My mental model is that Resident instances and warm up request are only useful when the boot time of your GAE instance is large. (I'm not sure if that's the intent, but that's the behavior I've observed)
Namely, traffic is sent to resident instances while the new instances are being booted (and other dynamic instances can't handle it). Once the new instance is up and running, traffic gets routed to it, instead of the resident instance.
Which means that if your instance boot time is low, then the resident instances won't be doing much work. An F2 can boot up in ~250ms (by my testing), so if your average response latency is 2000ms, then the new dynamic instance will have been booted completely before the resident instance finishes handling the request. As such, it'll be ready to handle subsequent requests instead of the resident one.
This appears to follow the behavior pattern you're seeing.

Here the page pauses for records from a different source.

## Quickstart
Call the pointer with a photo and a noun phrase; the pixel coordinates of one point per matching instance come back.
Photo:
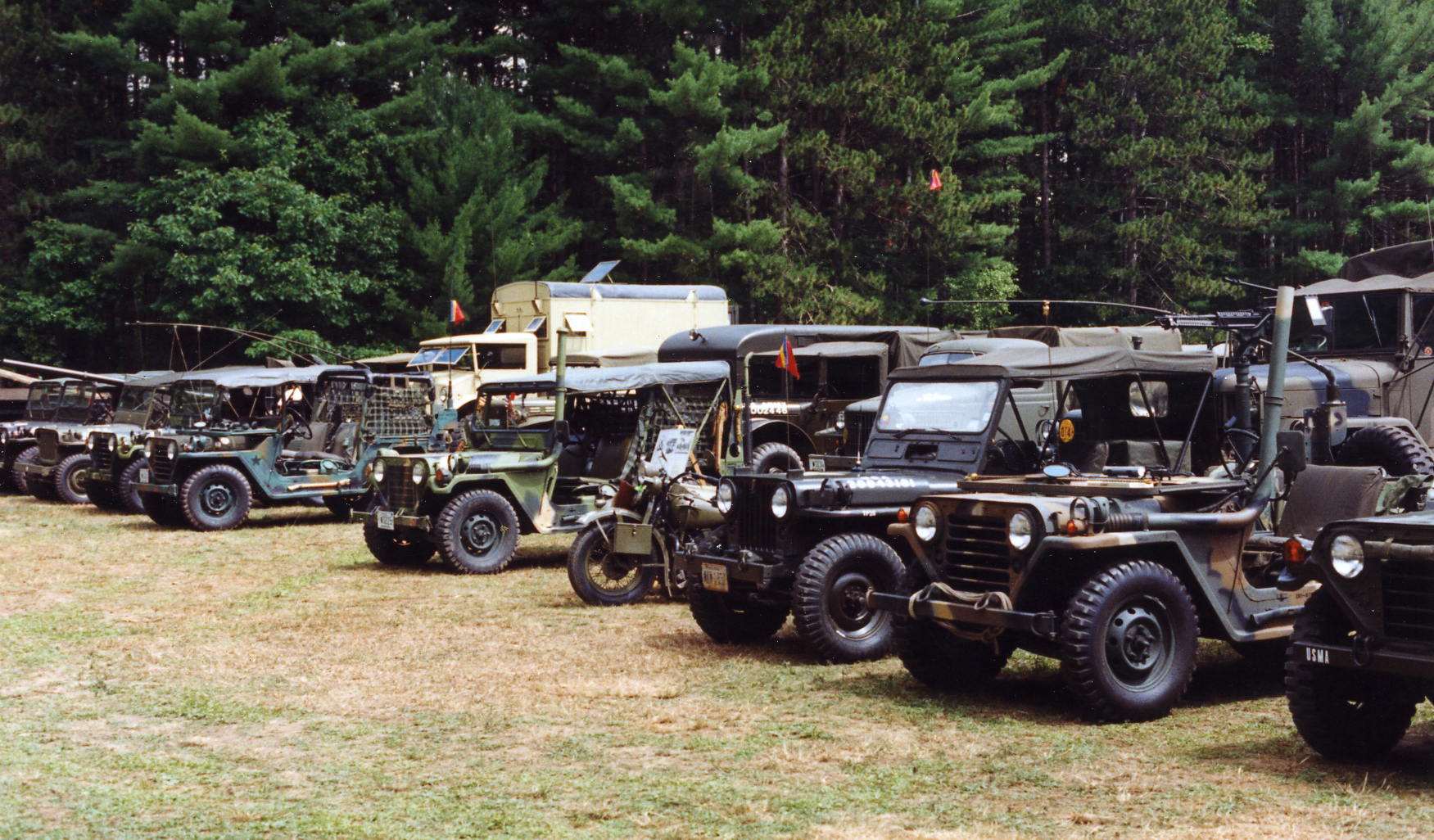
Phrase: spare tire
(1394, 448)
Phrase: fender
(608, 512)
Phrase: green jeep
(517, 476)
(247, 437)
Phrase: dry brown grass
(277, 683)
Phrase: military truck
(219, 459)
(1361, 657)
(789, 418)
(1119, 559)
(17, 436)
(518, 475)
(605, 324)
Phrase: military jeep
(1361, 657)
(812, 544)
(518, 475)
(1119, 559)
(250, 437)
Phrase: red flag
(788, 360)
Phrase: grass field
(276, 681)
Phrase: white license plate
(714, 578)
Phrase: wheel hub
(479, 534)
(217, 499)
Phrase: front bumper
(933, 608)
(1382, 662)
(399, 519)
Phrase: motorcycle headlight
(925, 522)
(726, 496)
(1020, 531)
(1347, 555)
(780, 502)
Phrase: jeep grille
(161, 465)
(49, 440)
(973, 553)
(756, 525)
(102, 458)
(1409, 601)
(399, 489)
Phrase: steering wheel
(294, 420)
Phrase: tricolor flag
(788, 360)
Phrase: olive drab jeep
(813, 544)
(1361, 657)
(790, 416)
(1119, 558)
(17, 443)
(515, 475)
(278, 436)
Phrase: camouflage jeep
(517, 476)
(208, 472)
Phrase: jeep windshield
(964, 408)
(43, 400)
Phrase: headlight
(925, 522)
(780, 502)
(726, 496)
(1347, 555)
(1020, 531)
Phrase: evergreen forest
(336, 171)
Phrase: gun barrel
(79, 374)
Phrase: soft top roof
(1065, 363)
(594, 380)
(733, 341)
(836, 349)
(622, 290)
(1399, 267)
(260, 377)
(1149, 337)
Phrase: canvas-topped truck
(1147, 536)
(605, 323)
(310, 436)
(517, 475)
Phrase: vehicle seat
(1321, 495)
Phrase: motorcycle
(628, 545)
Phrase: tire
(829, 597)
(215, 498)
(1128, 643)
(126, 494)
(1342, 714)
(731, 620)
(775, 458)
(103, 496)
(603, 578)
(397, 548)
(70, 482)
(1396, 449)
(17, 479)
(477, 534)
(937, 657)
(162, 509)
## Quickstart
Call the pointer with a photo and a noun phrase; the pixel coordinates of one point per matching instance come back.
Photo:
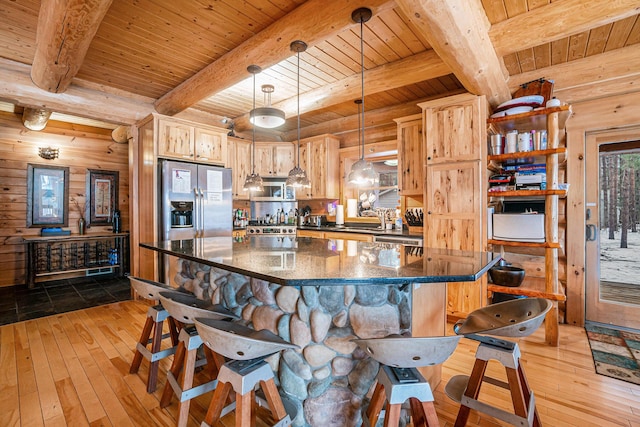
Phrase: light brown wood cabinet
(178, 139)
(410, 156)
(455, 187)
(275, 159)
(319, 158)
(239, 160)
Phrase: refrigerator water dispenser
(181, 214)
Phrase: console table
(50, 255)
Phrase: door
(612, 237)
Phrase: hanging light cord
(298, 54)
(253, 140)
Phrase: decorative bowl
(507, 276)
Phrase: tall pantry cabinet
(454, 131)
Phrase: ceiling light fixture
(253, 182)
(267, 116)
(48, 153)
(362, 172)
(297, 176)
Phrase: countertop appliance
(195, 202)
(271, 229)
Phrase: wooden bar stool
(516, 318)
(184, 309)
(398, 379)
(247, 370)
(152, 332)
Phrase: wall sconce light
(48, 153)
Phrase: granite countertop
(303, 261)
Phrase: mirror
(384, 194)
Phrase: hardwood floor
(73, 369)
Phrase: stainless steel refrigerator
(195, 202)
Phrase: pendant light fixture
(267, 116)
(253, 182)
(362, 172)
(297, 176)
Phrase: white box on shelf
(519, 227)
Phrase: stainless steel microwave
(274, 190)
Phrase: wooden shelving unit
(553, 121)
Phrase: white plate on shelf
(528, 101)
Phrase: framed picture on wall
(102, 190)
(47, 196)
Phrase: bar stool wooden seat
(516, 318)
(152, 332)
(398, 379)
(247, 349)
(184, 309)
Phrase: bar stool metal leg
(154, 324)
(180, 375)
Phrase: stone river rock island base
(329, 376)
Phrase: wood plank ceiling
(181, 57)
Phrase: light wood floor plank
(86, 395)
(49, 402)
(93, 386)
(9, 404)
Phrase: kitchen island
(320, 294)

You might be able to confirm this by looking at how stackdriver and logging separate out your response time vs boot time. If boot time is really small, then resident instances might not help you much.
but GAE's load balancer chooses to send all requests to the instance with the highest latency!
Sadly there's not much info around how GAE decides which instance to send new packets to. All I've found is How instances are managed and scheduling settings which talks more about the params on when to boot new instances or not.
I know it's not the question you asked, but the 2000ms response time might be contributing to the issue here? If your min-pending-latency is set to 2000, then new requests will sit in the queue for 2000ms before a new instance will be spawned. But if it's being serviced in a serial fashion (threadsafe off) then response times that land between 1500 and 2000 would still be serviced properly.
I would suggest turning on threadsafe to see if that helps the scenario, and also add some custom tracing incase the code is doing something odd that you don't have visibility to.